A Practical Guide to Healthier Hair with HerbOcean Hair Oil
Less theory, more routine: how to actually use a classical hair Taila week to week, and the everyday habits that matter as much as the oil.

You can read about herbs all day, but hair care lives or dies by the routine you actually keep. So here is the practical version: how to use HerbOcean Hair Oil week to week, and the unglamorous habits that do as much work as the oil.
The weekly rhythm
Two or three times a week is the sweet spot for most people. Warm a little oil, part the hair, and spend five to ten minutes working it into the scalp with the fingertips. Leave it on for at least an hour, or overnight if it suits you, then cleanse. That is the whole ritual, and the consistency matters more than any single session.

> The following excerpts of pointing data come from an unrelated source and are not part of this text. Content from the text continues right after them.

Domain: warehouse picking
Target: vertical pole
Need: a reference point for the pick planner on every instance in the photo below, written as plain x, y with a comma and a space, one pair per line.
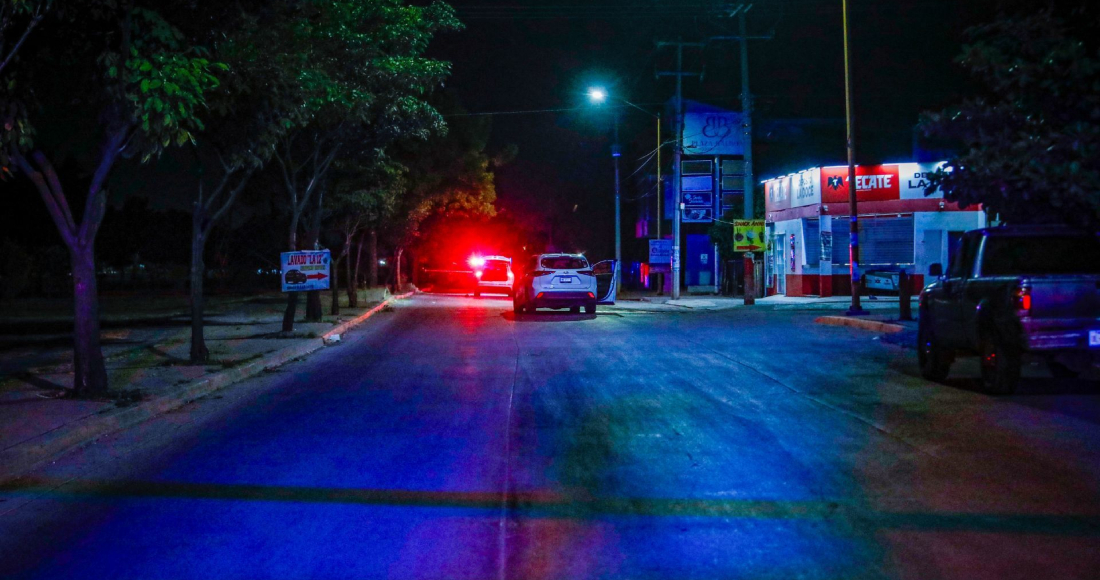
660, 216
618, 218
660, 197
746, 119
675, 173
853, 209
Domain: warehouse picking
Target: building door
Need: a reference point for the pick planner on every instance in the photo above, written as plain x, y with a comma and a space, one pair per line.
780, 261
700, 260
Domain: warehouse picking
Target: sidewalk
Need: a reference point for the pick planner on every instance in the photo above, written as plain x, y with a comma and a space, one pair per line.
149, 372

The massage, done properly
The massage is not a formality. Use the pads of the fingers, not the nails, and move in slow circles across the whole scalp, section by section. This is the heart of abhyanga (oil massage), and it is also a few quiet minutes that take the edge off a long day, which is no small thing given how closely stress and shedding travel together.
Washing it out without the fight
The common complaint is that oil is hard to rinse. The trick is to apply shampoo to dry, oiled hair first, work up a little emulsion, and only then add water. A mild, gentle shampoo lifts the oil without the squeaky over-stripping that drives people away from oiling altogether.
The half that isn’t the oil
No oil outruns the basics. Enough protein and iron in the diet, enough water, enough sleep, and a lighter hand with heat styling all show up in your hair eventually. In India, low iron in particular is a very common, very fixable reason for shedding. Treat the oil as one good habit among several, not the whole answer.
What to watch, and when to see a doctor
Know your own baseline, and notice a clear change from it: a widening parting, visible thinning, or shedding that will not settle. Regular oiling is traditionally used to support a healthy scalp and everyday hair, not to treat medical hair loss. Sudden, rapid or patchy loss, or a painful, scarring scalp, belongs with a dermatologist.